Over time, a career managing money began to take shape. His accounting classes demonstrated he had a way with numbers. He managed the UISG's budget as CFO. His Hawkinson experience showed how markets work, and how to market himself.
After graduating with honors in 2007, he worked for two years at Bain & Company, a consulting firm, in Los Angeles. It was a great first job out of college, he said, and he got the chance to apply the skills that he'd learned at Tippie to solve key problems at Fortune 500 companies, non-profits, private equity funds and government defense contractors. Drawing on his experiences in the consulting world, Kevin realized that his real interest was in solving the same sorts of problems, but for government. So, after he completed a two-year program at Bain, he went on an extended backpacking trip through South America, soaking up the cultures, honing his Spanish, and thinking about his future.
By the time he returned home, he decided a career in public service and public policy is what he wanted, so that he could make peoples' lives better. It seemed obvious, then, that Washington, D.C. would be his next stop.

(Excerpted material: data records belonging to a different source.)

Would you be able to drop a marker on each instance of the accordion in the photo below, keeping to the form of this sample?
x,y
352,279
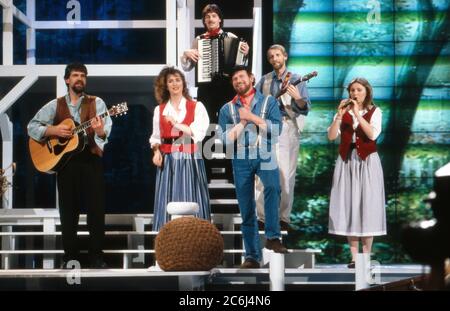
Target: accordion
x,y
218,56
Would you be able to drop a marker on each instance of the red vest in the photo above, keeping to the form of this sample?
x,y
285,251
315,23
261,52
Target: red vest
x,y
88,111
168,132
364,145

"If you want to build a career in public policy leadership, this is the place you want to be," he said. "Washington is a great place to live because it's a young city filled with people who are interested in policy and public service."
He started working for the District government in January 2010, at age 25, surrounded by financial management veterans who graduated from some of the most prestigious universities in the country. He hasn't been intimidated, though, because his UI experience has held him in good stead.
His management portfolio includes some of the most basic services of local government—things like fire hydrants, water and sewer, and affordable housing developments.
"I like working in local government because it so closely affects peoples' lives and it makes an identifiable, tangible impact," he said. "If I do my job well, then agencies have the resources they need to make sure that the fire hydrants are getting repaired, the drinking water is clean, and the residents are getting timely, cost-efficient services from their government. If I screw up, then residents are going to end up on the mayor's helpline calling me out."